『池の水ぜんぶ抜く』テレビ東京の番組が、反響を呼んでいる。1月に第1弾が放送されて以来、順調に回を重ね、今度はシリーズ第4弾となる日曜ビックバラエティ『緊急SOS!超巨大怪物が出た!出た!池の水ぜんぶ抜く大作戦4』(9月3日19:54~)が放送される。
番組を手がける伊藤隆行プロデューサーは、シリーズ第1弾収録時に「日比谷公園を狙っている」と言っていたが、第4弾では実際に日比谷公園の雲形池の水を抜くことになった。また、前回登場した伊集院光や、今回出演する芦田愛菜など、番組を見て立候補するタレントも続々登場している。これらの反響について、現場ではどうとらえているのか、そして第4弾の見どころについて、伊藤プロデューサーに話を聞いた。
■伊藤隆行 |
ガラクタを大事にする
――放送するたびに反響が大きくなっていると思うのですが、制作側としての印象はいかがですか?
なんなんでしょうね(笑)。これに関しては、びっくりです。
――社内でもびっくりされているとか。
最初は、こんなもの視聴率が取れるわけない、という感じでしたからね。だから本当にびっくりしていると思います。なんなんですかね? 本当に(笑)。テレビ東京と、「池の水をぜんぶ抜く」という番組のイメージが、ちょうど合ったのかもしれないですよね。
意外とテレビ東京の社員が"テレ東らしさ"を作るのが一番難しくて。「テレ東っぽいよね」と言われて反響を呼んだ時に「こういう番組なんだ」というのを、改めて思い知らされています。シンプルですよね。
――"テレ東ぽい番組"を考えすぎてしまうより、シンプルにした方がいいんですね。
最強の失敗作みたいなところあるじゃないですか、テレビ東京って。ガラクタをすごく大事にしている(笑)。どの局でも、着眼点が面白い番組はいっぱいあります。だからその中で"テレ東らしさ"ってなんなんだろうと思ったら、ガラクタなのかもしれません。ふだん無視してしまうようなものをすごくクローズアップして。だから失敗も多いですし、見向きもされない経験はたくさんあります(笑)。
『なんでも鑑定団』だって、ガラクタになりそうなものを蔵の中から出して鑑定して、『アド街ック天国』だって小さな街を大きくランキングして、『モヤさま』も、引きのない街に芸人が行って(笑)。誰も見向きもしないところに行ってみてやってみて、面白ければ当たっていく。で、大半が失敗する。それがテレビ東京的な事で、テレビってもっと立派なものなのに、全然違うことをやっているのがいいのかもしれません。カメラがそこになくていいことに対してカメラを向けて、なんとかテレビ番組に仕上げていくという。
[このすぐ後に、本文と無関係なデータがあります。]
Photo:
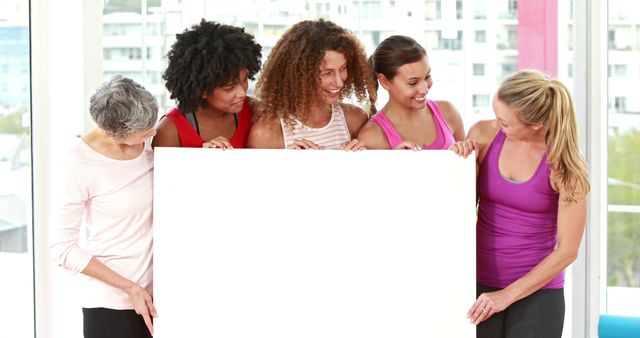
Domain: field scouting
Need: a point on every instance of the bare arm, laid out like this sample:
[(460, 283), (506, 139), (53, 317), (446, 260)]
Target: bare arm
[(571, 222), (166, 135), (453, 118), (373, 137), (356, 118), (266, 134)]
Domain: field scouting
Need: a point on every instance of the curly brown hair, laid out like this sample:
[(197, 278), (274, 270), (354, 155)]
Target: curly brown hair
[(289, 84)]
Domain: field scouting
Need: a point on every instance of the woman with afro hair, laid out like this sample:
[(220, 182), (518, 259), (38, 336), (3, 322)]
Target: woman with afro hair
[(313, 66), (208, 73)]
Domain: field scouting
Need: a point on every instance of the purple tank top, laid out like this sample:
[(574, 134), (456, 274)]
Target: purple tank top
[(517, 222), (444, 137)]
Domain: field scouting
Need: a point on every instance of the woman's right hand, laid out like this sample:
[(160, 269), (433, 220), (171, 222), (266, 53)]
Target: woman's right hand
[(142, 304), (219, 142), (464, 148), (407, 145), (304, 144)]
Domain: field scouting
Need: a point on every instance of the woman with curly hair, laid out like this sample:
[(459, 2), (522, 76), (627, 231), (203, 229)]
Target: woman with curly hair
[(313, 66), (208, 73), (409, 120)]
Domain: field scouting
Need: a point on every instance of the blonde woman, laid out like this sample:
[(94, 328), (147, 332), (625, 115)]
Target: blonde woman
[(532, 188)]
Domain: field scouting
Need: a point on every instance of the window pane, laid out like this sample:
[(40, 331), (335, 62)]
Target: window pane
[(623, 229), (16, 254), (472, 44)]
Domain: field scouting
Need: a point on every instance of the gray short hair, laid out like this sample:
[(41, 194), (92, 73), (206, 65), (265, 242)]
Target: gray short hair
[(122, 106)]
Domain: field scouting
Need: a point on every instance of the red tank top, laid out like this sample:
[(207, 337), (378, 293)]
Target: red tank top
[(189, 137)]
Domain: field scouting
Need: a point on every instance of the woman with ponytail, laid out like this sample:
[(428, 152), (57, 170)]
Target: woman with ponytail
[(532, 188), (409, 120)]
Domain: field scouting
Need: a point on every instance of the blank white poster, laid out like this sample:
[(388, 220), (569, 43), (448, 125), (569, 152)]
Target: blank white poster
[(319, 244)]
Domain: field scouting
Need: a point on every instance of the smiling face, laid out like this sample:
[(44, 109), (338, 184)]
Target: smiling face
[(228, 98), (411, 84), (508, 120), (333, 73)]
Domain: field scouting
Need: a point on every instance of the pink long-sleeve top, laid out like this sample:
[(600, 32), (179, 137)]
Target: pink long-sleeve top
[(113, 200)]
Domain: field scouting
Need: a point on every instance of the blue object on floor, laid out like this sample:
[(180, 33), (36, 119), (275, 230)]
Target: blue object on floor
[(619, 327)]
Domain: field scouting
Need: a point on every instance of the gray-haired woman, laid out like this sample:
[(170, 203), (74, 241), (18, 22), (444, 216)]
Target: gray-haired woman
[(107, 188)]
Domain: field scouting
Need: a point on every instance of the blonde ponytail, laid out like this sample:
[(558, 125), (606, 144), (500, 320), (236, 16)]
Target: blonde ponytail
[(539, 99)]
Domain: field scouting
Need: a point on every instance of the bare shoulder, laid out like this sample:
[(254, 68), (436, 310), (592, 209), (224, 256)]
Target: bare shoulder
[(483, 131), (266, 134), (453, 119), (166, 134), (256, 106), (373, 136), (356, 117)]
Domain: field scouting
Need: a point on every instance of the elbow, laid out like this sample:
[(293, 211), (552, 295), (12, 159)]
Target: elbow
[(568, 256)]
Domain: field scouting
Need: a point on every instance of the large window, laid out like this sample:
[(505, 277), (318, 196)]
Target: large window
[(623, 228), (16, 254), (460, 37), (472, 44)]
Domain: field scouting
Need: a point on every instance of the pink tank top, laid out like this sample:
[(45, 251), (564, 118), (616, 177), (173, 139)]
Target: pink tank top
[(517, 222), (444, 137)]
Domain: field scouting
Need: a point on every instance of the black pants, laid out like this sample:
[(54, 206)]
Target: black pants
[(109, 323), (540, 315)]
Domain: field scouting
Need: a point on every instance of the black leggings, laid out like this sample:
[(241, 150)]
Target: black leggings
[(109, 323), (540, 315)]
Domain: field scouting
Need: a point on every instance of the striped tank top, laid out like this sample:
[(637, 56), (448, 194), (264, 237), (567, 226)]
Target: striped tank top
[(331, 136)]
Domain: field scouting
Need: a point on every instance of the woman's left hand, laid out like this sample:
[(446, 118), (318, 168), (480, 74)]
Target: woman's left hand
[(463, 148), (487, 305), (353, 145)]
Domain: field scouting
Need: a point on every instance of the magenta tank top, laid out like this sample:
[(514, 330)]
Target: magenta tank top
[(517, 222), (444, 137)]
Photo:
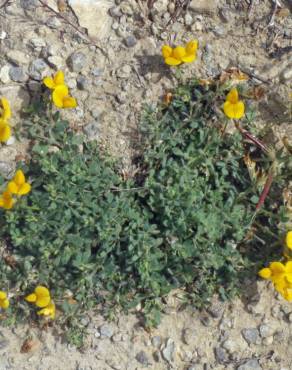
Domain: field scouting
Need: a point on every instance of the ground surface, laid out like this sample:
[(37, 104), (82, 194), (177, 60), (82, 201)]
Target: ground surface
[(116, 70)]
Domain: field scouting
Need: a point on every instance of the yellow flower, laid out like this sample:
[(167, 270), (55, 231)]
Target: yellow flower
[(57, 80), (180, 54), (281, 276), (49, 310), (62, 99), (4, 302), (5, 107), (6, 200), (289, 239), (233, 107), (5, 131), (41, 297), (18, 185)]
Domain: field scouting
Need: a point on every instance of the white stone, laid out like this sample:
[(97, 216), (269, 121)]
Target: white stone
[(17, 57), (94, 16), (4, 74), (204, 6), (56, 62)]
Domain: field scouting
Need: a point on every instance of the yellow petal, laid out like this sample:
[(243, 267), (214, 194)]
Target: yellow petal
[(172, 61), (189, 58), (12, 187), (24, 189), (19, 177), (42, 301), (31, 298), (232, 96), (42, 291), (50, 310), (5, 133), (265, 273), (192, 46), (234, 111), (59, 94), (59, 78), (166, 51), (49, 82), (277, 268), (179, 52), (6, 109), (289, 239)]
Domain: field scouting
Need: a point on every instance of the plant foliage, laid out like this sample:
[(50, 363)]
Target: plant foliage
[(179, 224)]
あともうひとつ、テレビ東京で有名な番組って、やってみてわかることの方が多いんですよね。作っている人が「こんなことになると思わなかった」という番組が多い。でも社内で「池の水を抜いてみないとわからないんですよ」と言いながら企画書を出したら、上もわかんないですよね(笑)。それで「なし!」としてしまいたい気持ちもわかりますが、実はテレビマンってその気持ちをわかっちゃいけないんじゃないか。想像して一か八か、面白そうだから行ってみようという部分が、必要なのかもしれない。
そして「これでいこうよ」と決める人の勇気も、けっこう求められているのではないかという気がします。そうなると、製作する人も、企画をする若い人も、作家もディレクターもプロデューサーも、「こんなのあるんだ」と幅を持てるようになる。池の水を抜くだけで反響があったということが、2017年テレビのお話だと思うと、なんだかいいですよね。